L.A. County Sheriff Overtime Skyrockets With Staffing Shortages
- Crime and Justice News
- 1 hour ago
- 2 min read
The Los Angeles County Sheriff’s Department spent $458 million on overtime during the last fiscal year, a ballooning figure that department officials say is driven by rising vacancy rates, increasing labor costs and expanding responsibilities. County data show that the number of new deputies hired each year plummeted during the COVID-19 pandemic and has not fully recovered. At the same time, the number of deputies leaving the department rose, returning to pre-pandemic levels only last year, the Los Angeles Times reports. With more people leaving the department than joining it, by March 1,461 of the agency’s roughly 10,000 deputy jobs sat empty, and an additional 900-plus were held by people out on leave. Those who remain are left to pick up the slack, some working dozens of hours of forced overtime each month. Last year, deputies worked more than 4.3 million hours of overtime. “I cannot tell you how proud I am of our employees stepping up to the plate,” said Sheriff Robert Luna. “This is not on them. They are literally doing the work of thousands of more employees who are not available.” Richard Pippin, president of the Association of Los Angeles Deputy Sheriffs, the union that represents rank-and-file deputies, worried about the effect on public safety. “In 35 years, I’ve never seen things this bad. Deputy morale is at rock bottom due to all the forced overtime,” he said. “Operations, training, and recruitment are all suffering due to this crisis.
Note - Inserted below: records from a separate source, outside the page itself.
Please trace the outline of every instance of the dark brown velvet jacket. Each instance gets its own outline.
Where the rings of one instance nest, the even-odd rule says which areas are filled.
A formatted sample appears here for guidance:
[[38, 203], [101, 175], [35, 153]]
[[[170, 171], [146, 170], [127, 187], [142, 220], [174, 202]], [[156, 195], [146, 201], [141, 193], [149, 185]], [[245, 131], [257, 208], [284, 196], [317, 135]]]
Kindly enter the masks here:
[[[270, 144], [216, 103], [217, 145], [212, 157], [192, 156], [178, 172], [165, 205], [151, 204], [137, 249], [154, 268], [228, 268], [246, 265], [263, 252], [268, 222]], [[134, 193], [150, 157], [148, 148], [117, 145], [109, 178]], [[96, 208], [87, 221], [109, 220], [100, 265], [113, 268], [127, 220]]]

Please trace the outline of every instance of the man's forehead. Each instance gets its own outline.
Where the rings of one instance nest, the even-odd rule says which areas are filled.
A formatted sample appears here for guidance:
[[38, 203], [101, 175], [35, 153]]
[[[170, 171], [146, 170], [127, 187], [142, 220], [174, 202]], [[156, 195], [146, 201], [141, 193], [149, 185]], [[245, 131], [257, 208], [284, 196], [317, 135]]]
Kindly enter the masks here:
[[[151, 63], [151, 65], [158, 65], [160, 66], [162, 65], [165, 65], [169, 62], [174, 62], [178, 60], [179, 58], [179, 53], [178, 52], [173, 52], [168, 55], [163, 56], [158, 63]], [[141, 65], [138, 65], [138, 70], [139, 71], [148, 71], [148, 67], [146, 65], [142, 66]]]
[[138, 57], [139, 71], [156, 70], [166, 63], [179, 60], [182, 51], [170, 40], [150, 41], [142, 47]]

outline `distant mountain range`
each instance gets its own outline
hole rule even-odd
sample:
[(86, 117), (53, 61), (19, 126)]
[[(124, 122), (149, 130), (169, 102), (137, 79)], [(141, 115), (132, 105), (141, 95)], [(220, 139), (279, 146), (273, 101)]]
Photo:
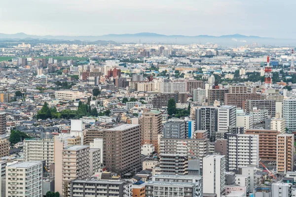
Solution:
[(260, 45), (277, 46), (296, 46), (296, 39), (276, 39), (257, 36), (247, 36), (239, 34), (215, 36), (208, 35), (187, 36), (182, 35), (166, 35), (155, 33), (142, 33), (134, 34), (109, 34), (99, 36), (35, 35), (25, 33), (5, 34), (0, 33), (0, 39), (39, 39), (56, 41), (62, 40), (83, 42), (95, 42), (97, 43), (117, 43), (192, 44), (215, 43), (220, 45), (238, 46), (251, 44), (253, 42)]

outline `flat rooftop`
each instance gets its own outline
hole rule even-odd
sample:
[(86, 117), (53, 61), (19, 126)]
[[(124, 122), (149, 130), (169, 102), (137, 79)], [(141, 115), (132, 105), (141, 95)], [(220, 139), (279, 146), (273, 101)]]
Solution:
[(16, 164), (12, 164), (8, 166), (9, 167), (20, 167), (20, 168), (27, 168), (34, 166), (34, 165), (38, 165), (42, 164), (41, 162), (19, 162)]
[(74, 145), (73, 146), (69, 146), (67, 150), (70, 151), (77, 151), (80, 149), (83, 149), (89, 146), (86, 145)]
[(118, 127), (114, 127), (113, 128), (110, 128), (107, 129), (105, 131), (124, 131), (127, 129), (131, 129), (133, 127), (139, 126), (140, 125), (132, 125), (125, 124), (124, 125), (120, 125)]

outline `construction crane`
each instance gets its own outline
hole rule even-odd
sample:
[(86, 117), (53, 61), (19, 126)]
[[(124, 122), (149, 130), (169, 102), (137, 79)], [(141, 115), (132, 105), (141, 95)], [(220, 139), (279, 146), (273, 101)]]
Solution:
[(274, 175), (273, 175), (273, 174), (272, 174), (271, 173), (271, 172), (270, 171), (270, 170), (269, 170), (268, 169), (267, 169), (267, 168), (264, 165), (264, 164), (263, 164), (262, 163), (262, 162), (261, 162), (260, 161), (259, 161), (259, 163), (260, 163), (260, 164), (261, 164), (262, 165), (262, 166), (264, 167), (264, 168), (265, 168), (265, 169), (266, 170), (267, 170), (267, 172), (268, 172), (268, 173), (270, 174), (271, 175), (271, 176), (273, 177), (273, 178), (275, 179), (275, 180), (276, 180), (276, 178), (275, 177), (275, 176), (274, 176)]

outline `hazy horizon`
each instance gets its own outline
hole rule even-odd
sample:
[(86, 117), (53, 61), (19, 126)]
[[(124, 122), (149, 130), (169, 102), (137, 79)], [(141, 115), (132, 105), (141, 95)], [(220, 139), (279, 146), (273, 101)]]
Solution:
[(4, 0), (1, 33), (86, 36), (153, 33), (293, 38), (296, 2), (275, 0)]

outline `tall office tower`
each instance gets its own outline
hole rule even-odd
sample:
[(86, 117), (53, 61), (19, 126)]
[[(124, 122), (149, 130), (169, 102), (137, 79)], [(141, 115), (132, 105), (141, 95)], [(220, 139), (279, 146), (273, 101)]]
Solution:
[(0, 135), (6, 132), (6, 115), (5, 112), (0, 112)]
[(203, 81), (197, 81), (196, 80), (186, 80), (186, 91), (191, 92), (193, 90), (198, 88), (204, 89), (205, 83)]
[[(230, 91), (230, 90), (229, 90)], [(237, 108), (242, 108), (243, 104), (247, 100), (258, 100), (261, 96), (256, 93), (226, 93), (225, 104), (235, 105)]]
[(247, 100), (245, 105), (246, 112), (251, 113), (254, 107), (257, 109), (267, 110), (269, 116), (271, 118), (275, 117), (275, 100)]
[(90, 145), (94, 139), (103, 138), (103, 130), (99, 128), (89, 128), (83, 130), (83, 145)]
[[(162, 154), (182, 154), (186, 153), (189, 158), (196, 157), (199, 160), (200, 168), (202, 168), (202, 160), (209, 153), (208, 139), (180, 139), (175, 138), (160, 138), (160, 153)], [(190, 150), (189, 151), (187, 149)], [(192, 153), (194, 155), (192, 155)]]
[(194, 89), (193, 92), (193, 101), (197, 102), (199, 105), (202, 105), (204, 98), (207, 97), (207, 91), (205, 89)]
[(210, 141), (214, 142), (218, 131), (218, 108), (202, 107), (195, 110), (195, 130), (207, 130)]
[(144, 112), (140, 118), (141, 125), (141, 145), (151, 144), (155, 150), (158, 147), (158, 135), (162, 131), (161, 112), (151, 110)]
[(202, 176), (156, 174), (151, 181), (145, 188), (148, 197), (202, 197)]
[(283, 118), (286, 119), (286, 128), (288, 132), (296, 131), (296, 99), (284, 99)]
[(281, 133), (286, 132), (286, 120), (284, 118), (275, 118), (271, 119), (270, 129), (277, 130)]
[(53, 58), (48, 58), (48, 64), (53, 64)]
[(217, 197), (221, 197), (225, 194), (225, 156), (208, 155), (204, 158), (203, 163), (203, 192), (216, 194)]
[(215, 139), (224, 139), (224, 134), (229, 127), (236, 126), (236, 107), (234, 105), (223, 105), (218, 108), (218, 131)]
[(286, 173), (293, 171), (294, 166), (294, 134), (279, 134), (277, 136), (276, 171)]
[[(62, 180), (62, 175), (63, 174), (63, 166), (65, 163), (63, 161), (64, 150), (67, 149), (72, 145), (80, 144), (80, 139), (79, 136), (73, 137), (69, 133), (60, 134), (55, 136), (54, 138), (55, 191), (58, 192), (60, 194), (62, 194), (63, 190), (64, 182)], [(68, 159), (67, 161), (68, 161)], [(64, 189), (65, 188), (64, 188)]]
[(6, 167), (6, 196), (42, 197), (40, 162), (20, 162)]
[(258, 135), (259, 136), (259, 158), (262, 161), (276, 161), (276, 138), (280, 133), (276, 130), (250, 129), (245, 134)]
[(121, 177), (141, 171), (141, 129), (122, 125), (104, 130), (103, 164), (109, 170)]
[(221, 104), (224, 102), (225, 94), (228, 89), (209, 89), (208, 90), (208, 99), (209, 105), (213, 105), (216, 100), (220, 101)]
[(169, 119), (164, 125), (163, 137), (177, 138), (187, 138), (186, 122), (178, 119)]
[(42, 67), (46, 67), (46, 59), (45, 58), (42, 58), (41, 60), (41, 66)]
[(162, 53), (163, 52), (163, 51), (164, 50), (164, 47), (163, 46), (161, 46), (160, 47), (159, 47), (159, 53), (162, 54)]
[(133, 81), (142, 81), (144, 80), (143, 74), (133, 74)]
[(10, 94), (0, 92), (0, 102), (9, 102), (10, 101)]
[(278, 182), (271, 185), (272, 197), (293, 197), (295, 196), (295, 189), (293, 188), (292, 183), (282, 183)]
[(227, 170), (259, 164), (259, 137), (248, 134), (227, 134)]
[[(62, 180), (62, 196), (66, 196), (69, 183), (75, 179), (85, 179), (90, 177), (89, 166), (89, 146), (76, 145), (69, 146), (63, 150), (62, 166), (55, 166), (61, 168), (62, 173), (57, 174), (55, 178)], [(57, 189), (55, 189), (57, 191)], [(58, 190), (57, 190), (59, 192)]]
[(69, 183), (68, 196), (132, 197), (132, 183), (117, 180), (75, 180)]
[(25, 139), (24, 140), (24, 160), (45, 161), (47, 168), (54, 163), (54, 141), (46, 139)]

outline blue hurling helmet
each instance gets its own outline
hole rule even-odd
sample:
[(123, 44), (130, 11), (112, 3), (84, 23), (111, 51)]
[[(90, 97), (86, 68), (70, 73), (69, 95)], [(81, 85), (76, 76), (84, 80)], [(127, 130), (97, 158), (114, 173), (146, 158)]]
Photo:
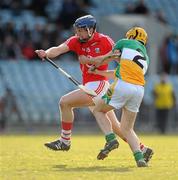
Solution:
[(86, 15), (78, 18), (74, 23), (75, 28), (93, 28), (96, 29), (96, 19), (92, 15)]

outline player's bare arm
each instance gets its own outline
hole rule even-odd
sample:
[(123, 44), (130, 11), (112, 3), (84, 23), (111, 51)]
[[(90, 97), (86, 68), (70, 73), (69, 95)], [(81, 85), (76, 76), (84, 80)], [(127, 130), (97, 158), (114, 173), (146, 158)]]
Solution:
[(69, 51), (69, 47), (63, 43), (56, 47), (51, 47), (46, 51), (43, 49), (36, 50), (37, 55), (43, 60), (45, 57), (55, 58), (61, 54), (64, 54)]
[(101, 76), (105, 76), (108, 79), (114, 79), (115, 78), (114, 70), (100, 71), (98, 69), (95, 69), (94, 71), (91, 71), (89, 69), (88, 72), (91, 73), (91, 74), (98, 74), (98, 75), (101, 75)]

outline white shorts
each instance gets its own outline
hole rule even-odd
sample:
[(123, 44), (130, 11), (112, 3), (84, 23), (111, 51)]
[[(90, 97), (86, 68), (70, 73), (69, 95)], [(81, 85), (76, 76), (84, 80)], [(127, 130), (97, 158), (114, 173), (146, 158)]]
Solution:
[(107, 92), (110, 84), (108, 81), (92, 81), (85, 84), (85, 87), (92, 89), (96, 92), (97, 96), (93, 97), (92, 100), (96, 103), (101, 97)]
[(106, 104), (116, 109), (125, 107), (129, 111), (138, 112), (144, 95), (144, 87), (116, 79), (103, 96)]

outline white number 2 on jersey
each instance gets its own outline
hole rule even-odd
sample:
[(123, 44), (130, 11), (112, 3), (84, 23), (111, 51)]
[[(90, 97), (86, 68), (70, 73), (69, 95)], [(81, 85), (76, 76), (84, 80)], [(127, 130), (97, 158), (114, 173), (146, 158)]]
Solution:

Anyone who has ever had to call 911 knows what short staffing can mean during an emergency.”
With a budget proposal for the next fiscal year that includes no cost-of-living raises for county employees, Pippin fears the situation could grow worse. Yet some oversight officials and attorneys question whether the department really needs to hire more deputies or require so much grueling overtime. There are far fewer inmates to care for in the jails than there once were, and inspectors have repeatedly found jailers sleeping on the job or watching movies and inappropriate videos. Melissa Camacho, an American Civil Liberties Union of Southern California attorney, represents inmates in two long-standing class-action lawsuits over conditions and abuse in the department's jails. She suggested the agency needs an outside look at staffing levels, especially in county lockups. In January 2021, there were 9,937 sworn deputies. By the start of this year, there were 8,785 — a nearly 12% drop. That’s a sharp contrast to small and medium-size departments elsewhere, which the Police Executive Research Forum says now employ more officers overall than they did at the start of 2020. With fewer people able to work, the sheriff department’s overtime costs skyrocketed. In the 2020-21 budget year, the department spent $180 million on overtime. That figure rose to $297 million the following budget year, and $397 million the year after that before reaching $458 million last budget year.